The Army is currently able to hire disabled veterans through both competitive and non-competitive authorities, said Steve Lewis, a G-1 Human Resources specialist. He explained that disabled veterans automatically receive a 10-point preference when competing for government jobs. In addition, the Veterans Recruitment Act and the Disabled Veterans Appointment Authority allow the Army to hire some wounded warriors without competition, he said.
"The Army is already actively placing our wounded warriors, but we're trying to be more systematic," Lewis said. He would like to formalize the partnership between AW2, ACAP and the civilian personnel community, and have other services follow suit as well.
"We're trying to get the other services to buy into the program," Lewis said.

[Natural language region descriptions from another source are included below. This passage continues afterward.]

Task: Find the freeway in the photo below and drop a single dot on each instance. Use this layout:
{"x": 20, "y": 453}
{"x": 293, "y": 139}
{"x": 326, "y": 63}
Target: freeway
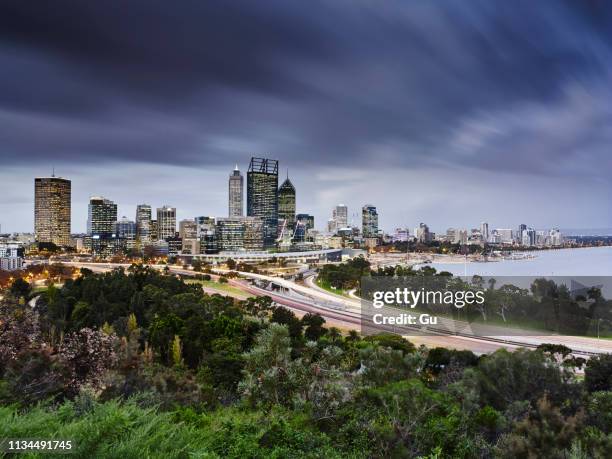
{"x": 346, "y": 313}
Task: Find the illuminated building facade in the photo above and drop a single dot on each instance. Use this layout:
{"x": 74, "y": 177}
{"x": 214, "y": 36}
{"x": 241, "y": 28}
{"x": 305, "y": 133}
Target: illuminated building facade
{"x": 52, "y": 199}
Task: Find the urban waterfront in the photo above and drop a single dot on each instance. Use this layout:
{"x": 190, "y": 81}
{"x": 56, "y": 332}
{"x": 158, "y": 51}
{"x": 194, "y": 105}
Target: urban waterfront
{"x": 588, "y": 261}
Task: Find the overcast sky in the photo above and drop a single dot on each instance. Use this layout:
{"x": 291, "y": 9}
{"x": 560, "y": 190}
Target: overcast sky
{"x": 445, "y": 112}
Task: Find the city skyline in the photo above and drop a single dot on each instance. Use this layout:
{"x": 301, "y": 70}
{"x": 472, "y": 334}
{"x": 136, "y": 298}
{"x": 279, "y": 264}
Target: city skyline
{"x": 338, "y": 213}
{"x": 470, "y": 114}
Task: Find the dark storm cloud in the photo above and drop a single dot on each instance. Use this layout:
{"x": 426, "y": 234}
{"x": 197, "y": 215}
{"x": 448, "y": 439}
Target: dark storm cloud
{"x": 396, "y": 83}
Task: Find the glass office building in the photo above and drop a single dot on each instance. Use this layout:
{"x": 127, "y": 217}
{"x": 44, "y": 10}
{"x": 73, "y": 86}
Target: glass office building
{"x": 52, "y": 197}
{"x": 262, "y": 196}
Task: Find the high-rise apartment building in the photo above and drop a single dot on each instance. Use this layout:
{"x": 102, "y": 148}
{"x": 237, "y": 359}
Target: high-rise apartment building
{"x": 143, "y": 222}
{"x": 262, "y": 196}
{"x": 188, "y": 229}
{"x": 484, "y": 231}
{"x": 52, "y": 198}
{"x": 236, "y": 187}
{"x": 125, "y": 229}
{"x": 101, "y": 217}
{"x": 306, "y": 219}
{"x": 229, "y": 234}
{"x": 340, "y": 216}
{"x": 166, "y": 222}
{"x": 286, "y": 203}
{"x": 369, "y": 221}
{"x": 253, "y": 234}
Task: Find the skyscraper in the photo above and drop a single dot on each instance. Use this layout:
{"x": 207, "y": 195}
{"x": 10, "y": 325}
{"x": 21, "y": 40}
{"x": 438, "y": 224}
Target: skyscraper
{"x": 166, "y": 222}
{"x": 101, "y": 217}
{"x": 125, "y": 230}
{"x": 286, "y": 203}
{"x": 369, "y": 221}
{"x": 188, "y": 229}
{"x": 484, "y": 231}
{"x": 340, "y": 216}
{"x": 230, "y": 234}
{"x": 52, "y": 196}
{"x": 236, "y": 187}
{"x": 143, "y": 222}
{"x": 262, "y": 196}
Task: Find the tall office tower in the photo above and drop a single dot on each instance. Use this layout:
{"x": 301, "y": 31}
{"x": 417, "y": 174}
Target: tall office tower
{"x": 262, "y": 196}
{"x": 143, "y": 222}
{"x": 528, "y": 237}
{"x": 253, "y": 234}
{"x": 332, "y": 225}
{"x": 505, "y": 235}
{"x": 52, "y": 196}
{"x": 236, "y": 186}
{"x": 101, "y": 217}
{"x": 229, "y": 234}
{"x": 519, "y": 234}
{"x": 153, "y": 234}
{"x": 125, "y": 229}
{"x": 306, "y": 219}
{"x": 484, "y": 231}
{"x": 286, "y": 203}
{"x": 188, "y": 229}
{"x": 166, "y": 222}
{"x": 205, "y": 225}
{"x": 340, "y": 215}
{"x": 369, "y": 221}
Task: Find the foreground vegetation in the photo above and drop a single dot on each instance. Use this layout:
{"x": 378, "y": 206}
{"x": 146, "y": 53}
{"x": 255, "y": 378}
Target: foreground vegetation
{"x": 140, "y": 364}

He's advocating a proposal that would have resumes of wounded warriors disseminated Defense-wide using the same electronic application as the Priority Placement Program. He emphasizes that wounded warriors would not actually be priority placements, but their resumes would simply receive "maximum visibility" through the program, if it's approved by DOD.
"It will work once the dominoes are in the right place," said Rowell of the outreach hiring program for wounded warriors. He said the key is for the wounded warrior to have a one-on-one interview with a CPAC specialist.
Rowell and Duncan spent some time at the G-1 Civilian Personnel Outreach booth on the AUSA exhibit hall floor to emphasize the importance of the wounded warrior hiring initiative.
"This booth is just one part of a whole plan," said John Carbonne, another Human Resources specialist with G-1. "Hopefully we can have a portable booth like this at a WTU.
"Right now, we're starting a recruitment effort," Carbone said, explaining that the Civilian Human Resources Agency at Aberdeen Proving Ground, Md., is spearheading the initiative to get wounded-warrior resumes out to all Army CPACs. "We've been trying to centralize it more," Carbonne said about the hiring program.
"We really want to keep our own," Carbonne said.
He said wounded warriors know the Army, know the system, and "have the grit that you want" as employees. They've shown that by overcoming adversity and numerous challenges in their recovery, Carbonne points out.
"We recognize this is an embryonic first start," Rowell said. "We're in the crawl phase. This is a kickoff for a national campaign. We want to maintain the momentum. Now we want to take it to the next level."
(ARNEWS Correspondent C. Todd Lopez contributed to this report.)